Evidently we have lost 80% of the Heirloom varieties over the past 50 years. It’s also important to note that the major seed producers are huge corporations, often bringing seeds to market under numerous well-known brand names such as Suttons, Unwins etc. Clearly we have become very dependent upon just a very few large corporations which concentrates skills and knowledge in relatively few heads that you might consider represents a risk to our ability to feed ourselves.
In contrast, saving our own seeds allows us to have control and independence over our entire growing process.
Annuals (peas, beans, tomatoes, sweet pea etc) can be saved in one life cycle (6 – 8 months). These seeds are genetically stable and produce the same results year after year. Annual seeds will last literally thousands of years. (E.g perfectly usable seeds were found in the pyramids of Giza!)
Tomatoes very easy to save – take a jam jar, some water, squeeze the tomato and it will release its seeds. Cap and shake the jam jar, leave for 3 – 5 says. The acid in the tomato breaks down the gelatine around the seed and allows the seed to separate. Leave for further 3 days. Pour into sieve, wash and allow to dry. Then pick off seeds into a brown envelope.
When saving seeds, select plants to save from that are healthy, ripe, vigorous. Have no disease, pest damage.
Biennials – Onions, brassicas etc
After harvesting onions – store best examples. Not from bolting plants. Plant out in spring next year and allow to go through to flower. Collect seeds.
Same for carrots, parsnips, beetroot. Note carrots will grow in 2nd year to huge size (6’ x 4’)

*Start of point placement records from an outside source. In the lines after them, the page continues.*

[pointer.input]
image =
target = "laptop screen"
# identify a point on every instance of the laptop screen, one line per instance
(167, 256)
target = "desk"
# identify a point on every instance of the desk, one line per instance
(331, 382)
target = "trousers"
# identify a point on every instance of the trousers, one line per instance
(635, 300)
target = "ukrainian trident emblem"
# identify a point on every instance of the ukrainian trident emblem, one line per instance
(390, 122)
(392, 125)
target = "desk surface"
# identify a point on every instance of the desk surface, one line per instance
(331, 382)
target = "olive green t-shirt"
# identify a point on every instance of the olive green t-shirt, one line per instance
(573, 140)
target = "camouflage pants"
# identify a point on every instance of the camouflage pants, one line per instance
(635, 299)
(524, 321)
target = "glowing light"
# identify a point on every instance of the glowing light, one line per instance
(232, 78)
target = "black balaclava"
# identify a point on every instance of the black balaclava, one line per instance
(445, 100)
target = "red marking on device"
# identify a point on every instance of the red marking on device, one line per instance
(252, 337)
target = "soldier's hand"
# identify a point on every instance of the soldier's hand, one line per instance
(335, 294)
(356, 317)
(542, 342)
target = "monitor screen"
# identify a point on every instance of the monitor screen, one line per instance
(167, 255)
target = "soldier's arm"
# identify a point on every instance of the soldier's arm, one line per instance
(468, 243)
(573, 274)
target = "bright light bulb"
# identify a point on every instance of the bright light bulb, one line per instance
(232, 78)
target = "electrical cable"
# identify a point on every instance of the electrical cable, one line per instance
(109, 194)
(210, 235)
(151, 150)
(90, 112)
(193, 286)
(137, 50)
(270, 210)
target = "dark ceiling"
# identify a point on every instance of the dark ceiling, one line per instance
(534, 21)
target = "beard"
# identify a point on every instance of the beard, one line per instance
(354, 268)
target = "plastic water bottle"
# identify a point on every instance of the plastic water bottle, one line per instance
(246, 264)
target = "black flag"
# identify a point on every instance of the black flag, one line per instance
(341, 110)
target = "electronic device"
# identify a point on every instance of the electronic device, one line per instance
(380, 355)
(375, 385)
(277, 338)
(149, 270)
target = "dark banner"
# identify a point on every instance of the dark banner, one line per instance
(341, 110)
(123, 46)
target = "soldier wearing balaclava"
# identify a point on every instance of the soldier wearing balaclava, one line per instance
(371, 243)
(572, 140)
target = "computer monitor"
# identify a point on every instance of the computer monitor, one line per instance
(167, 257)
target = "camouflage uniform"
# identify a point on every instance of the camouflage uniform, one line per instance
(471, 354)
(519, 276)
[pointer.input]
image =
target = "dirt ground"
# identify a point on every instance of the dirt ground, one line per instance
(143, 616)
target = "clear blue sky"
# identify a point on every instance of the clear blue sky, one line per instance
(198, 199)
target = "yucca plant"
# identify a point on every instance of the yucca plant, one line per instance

Harvest seeds when the plant is fully ripe and when dry so seeds have little moisture. Cut flowers and leave lying in a tunnel to dry. The objective is to achieve a balance between losing moisture and yet not fully drying out. Store in brown envelopes or glass jars. Brown envelopes are best.
The seed is still a living part of the plant. But the moisture content has dropped so low that growth has almost stopped. Need to keep cool and dry, but not too dry.
There are differing requirements for specific seeds, see sample references below.
University of Minnesota Saving Seeds https://extension.umn.edu/planting-and-growing-guides/saving-vegetable-seeds#storage-823211
Gardening Knowhow – Storing Seeds https://www.gardeningknowhow.com/garden-how-to/propagation/seeds/storing-seeds.htm
RHS Seed: collecting and storing https://www.rhs.org.uk/advice/profile?pid=675
US Dept. of Agriculture https://naldc.nal.usda.gov/download/CAT87208646/PDF
United Nations Seets Toolkit http://www.fao.org/3/ca1495en/CA1495EN.pdf
Johnny’s Selected Seeds – Storage Guide https://www.johnnyseeds.com/on/demandware.static/-/Library-Sites-JSSSharedLibrary/default/dw913ac4d0/assets/information/seed-storage-guide.pdf
Question: Tomato ripening but browning. Why?
Answer: Probably giving it too much water. Remember tomatoes come from Mexico, and they don’t have a lot of water. Water 1litre every 3 days is sufficient.